EDIT: Clarification on the models I'm referring to. First, a logistic regression model with metric predictors (no beta prior). This is similar to other examples of hierarchical logistic regression, such as the bugs example above:
$$
y_i \sim \operatorname{Bernoulli}(\mu_i) \\
\mu_i = \operatorname{sig}(\beta_0 + \sum_j \beta_j x_{ji} ) \\
\beta_0 \sim N(M_0, T_0) \\
\beta_j \sim N(M_\beta, T_\beta) \\
$$ 
Then the example with nominal predictors. Here's where I don't quite understand the role of the "lower" level of the hierarchy (incorporating the logistic outcome into a beta prior  for a binomial) and why it should be different than the metric example.
$$
z_i \sim \operatorname{Bin}(\theta_i, N) \\
\theta_i \sim \operatorname{Beta}(a_j, b_j) \\
a_j = \mu_j \kappa \\
b_j = (1- \mu_j) \kappa \\
\kappa \sim \Gamma(S_\kappa, R_\kappa) \\
\mu_j = \operatorname{sig}(\beta_0 +  \sum_j \beta_j x_{ji} ) \\
\beta_0 \sim N(M_0, T_0) \\
\beta_j \sim N(0, \tau_\beta) \\
\tau_\beta = 1/\sigma_{\beta}^2 \\
\sigma_{\beta}^2 \sim \operatorname{folded t} (T_t, DF)
$$
 A: The reason for drawing the Bernoulli parameter from a beta distribution is that the beta is conjugate to the binomial. Using a conjugate prior distribution enables a closed-form solution to finding the posterior.

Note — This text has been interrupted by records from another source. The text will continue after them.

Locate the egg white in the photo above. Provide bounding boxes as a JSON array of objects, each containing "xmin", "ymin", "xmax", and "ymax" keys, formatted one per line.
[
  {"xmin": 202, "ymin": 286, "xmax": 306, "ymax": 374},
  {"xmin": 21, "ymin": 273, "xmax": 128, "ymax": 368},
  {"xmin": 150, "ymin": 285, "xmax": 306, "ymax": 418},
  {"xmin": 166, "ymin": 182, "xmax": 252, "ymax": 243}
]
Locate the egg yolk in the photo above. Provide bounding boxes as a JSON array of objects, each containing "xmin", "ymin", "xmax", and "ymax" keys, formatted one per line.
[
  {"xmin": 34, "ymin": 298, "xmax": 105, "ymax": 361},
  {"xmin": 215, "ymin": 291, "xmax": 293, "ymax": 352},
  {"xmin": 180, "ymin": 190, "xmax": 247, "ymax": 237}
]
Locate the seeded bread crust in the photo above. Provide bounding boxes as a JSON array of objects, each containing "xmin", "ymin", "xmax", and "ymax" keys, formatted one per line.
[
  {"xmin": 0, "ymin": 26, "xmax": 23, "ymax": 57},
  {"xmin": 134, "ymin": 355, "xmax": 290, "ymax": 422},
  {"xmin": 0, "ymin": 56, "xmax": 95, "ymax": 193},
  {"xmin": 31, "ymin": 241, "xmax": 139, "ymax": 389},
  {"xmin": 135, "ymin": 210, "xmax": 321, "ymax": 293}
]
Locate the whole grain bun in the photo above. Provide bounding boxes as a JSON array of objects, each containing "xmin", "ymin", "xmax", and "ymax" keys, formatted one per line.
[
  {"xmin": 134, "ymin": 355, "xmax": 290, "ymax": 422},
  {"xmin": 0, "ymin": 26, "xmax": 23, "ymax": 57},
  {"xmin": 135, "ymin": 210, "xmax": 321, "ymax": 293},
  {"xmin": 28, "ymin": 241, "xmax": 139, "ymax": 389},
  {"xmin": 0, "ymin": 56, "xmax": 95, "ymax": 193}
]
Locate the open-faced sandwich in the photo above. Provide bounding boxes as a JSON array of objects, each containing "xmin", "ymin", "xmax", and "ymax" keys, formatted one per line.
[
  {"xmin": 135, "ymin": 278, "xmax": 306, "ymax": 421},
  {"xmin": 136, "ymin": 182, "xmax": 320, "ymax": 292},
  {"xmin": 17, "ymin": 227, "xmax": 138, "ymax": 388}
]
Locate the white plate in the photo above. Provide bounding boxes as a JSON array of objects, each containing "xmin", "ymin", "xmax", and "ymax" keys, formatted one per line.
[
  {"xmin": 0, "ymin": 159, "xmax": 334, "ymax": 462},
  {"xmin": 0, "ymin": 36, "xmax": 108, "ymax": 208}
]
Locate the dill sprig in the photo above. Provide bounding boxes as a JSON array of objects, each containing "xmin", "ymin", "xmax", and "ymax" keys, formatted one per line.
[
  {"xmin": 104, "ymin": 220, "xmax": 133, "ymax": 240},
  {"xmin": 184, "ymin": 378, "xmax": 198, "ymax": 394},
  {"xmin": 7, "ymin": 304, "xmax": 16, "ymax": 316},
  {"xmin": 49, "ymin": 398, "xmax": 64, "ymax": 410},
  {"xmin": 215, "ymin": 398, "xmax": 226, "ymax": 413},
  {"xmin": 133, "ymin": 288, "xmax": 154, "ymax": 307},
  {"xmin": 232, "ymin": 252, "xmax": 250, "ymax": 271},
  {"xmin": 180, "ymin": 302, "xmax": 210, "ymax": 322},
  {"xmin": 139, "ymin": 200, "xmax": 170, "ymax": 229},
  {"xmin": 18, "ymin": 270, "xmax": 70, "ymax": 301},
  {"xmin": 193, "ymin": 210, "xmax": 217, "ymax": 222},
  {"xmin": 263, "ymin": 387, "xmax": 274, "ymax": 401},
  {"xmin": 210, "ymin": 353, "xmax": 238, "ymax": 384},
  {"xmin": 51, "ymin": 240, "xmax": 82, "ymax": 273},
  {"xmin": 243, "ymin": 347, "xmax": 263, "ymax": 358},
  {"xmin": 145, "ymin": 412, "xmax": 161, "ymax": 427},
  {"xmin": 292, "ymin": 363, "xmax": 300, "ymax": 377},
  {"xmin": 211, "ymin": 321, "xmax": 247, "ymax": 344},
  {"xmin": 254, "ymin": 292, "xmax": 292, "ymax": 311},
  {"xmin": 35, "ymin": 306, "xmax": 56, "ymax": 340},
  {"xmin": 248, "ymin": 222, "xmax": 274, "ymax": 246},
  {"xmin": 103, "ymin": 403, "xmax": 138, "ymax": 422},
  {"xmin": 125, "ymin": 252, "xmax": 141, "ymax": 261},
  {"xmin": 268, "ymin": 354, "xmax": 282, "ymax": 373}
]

EDIT: clarifying. Either model will work. Even with MCMC, it's useful to have conjugate priors because that permits the use of specialized samplers for various types of distributions that are more efficient than generic samplers. For example, see the JAGS user manual sec. 4.1.1 and sec 4.2.
A: The two models you compare have many extraneous features, and I think you can restate your question more clearly in the context of the following two simplified models:
Model 1:
\begin{align}
y_i | \mu_i &\sim \operatorname{Bern}( \mu_i )
\\
\mu_i &\sim \pi(\mu_i)
\end{align}
Model 2:
\begin{align}
y_i | \theta_i & \sim \operatorname{Bern}( \theta_i )
\\
\theta_i | \mu_i,\kappa &\sim \operatorname{Beta}\big( \mu_i\kappa, (1-\mu_i)\kappa \big)
\\
\mu_i&\sim \pi(\mu_i)
\end{align}
Your questions are: (1) what role is played by the beta distribution; and related, (2) how (if at all) is Model 2 different from Model 1?
On the surface these appear to be pretty different models, but in fact, the marginal distributions of $\mu_i$ in both models are identical. The posterior distribution of $\mu_i$ in Model 1 is
\begin{gather}
p(\mu_i|y_i) \propto \mu_i^{y_i}(1-\mu_i)^{1-y_i}\pi(\mu_i)
\end{gather}
whereas the marginal posterior distribution of $\mu_i$ in Model 2 is:
\begin{align}
p(\mu_i|y_i,\kappa) &\propto \int^1_0 \frac{\theta_i^{y_i + \mu_i\kappa - 1}(1-\theta_i)^{\kappa(1-\mu_i)-y_i}}{B\big(\kappa\mu_i,\kappa(1-\mu_i)\big)} d\theta \,\pi(\mu_i) 
\\
&\propto
\frac{B\big(y_i+\mu_i\kappa,1-y_i+\kappa(1-\mu_i)\big)\pi(\mu_i) }{B\big(\kappa\mu_i,\kappa(1-\mu_i)\big)}
\\
&\propto
\mu_i^{y_i}(1-\mu_i)^{1-y_i} \pi(\mu_i)
\end{align}
Thus any advantage gained from using Model 2 is computational. Overparameterizing hierarchical models, such as the addition of $\theta_i$ in Model 2, can sometimes improve the efficiency of the sampling procedure; for example, by introducing conditionally conjugate relationships between groups of parameters (see Jack Tanner's answer), or by breaking correlation among parameters of interest (google "Parameter Expansion").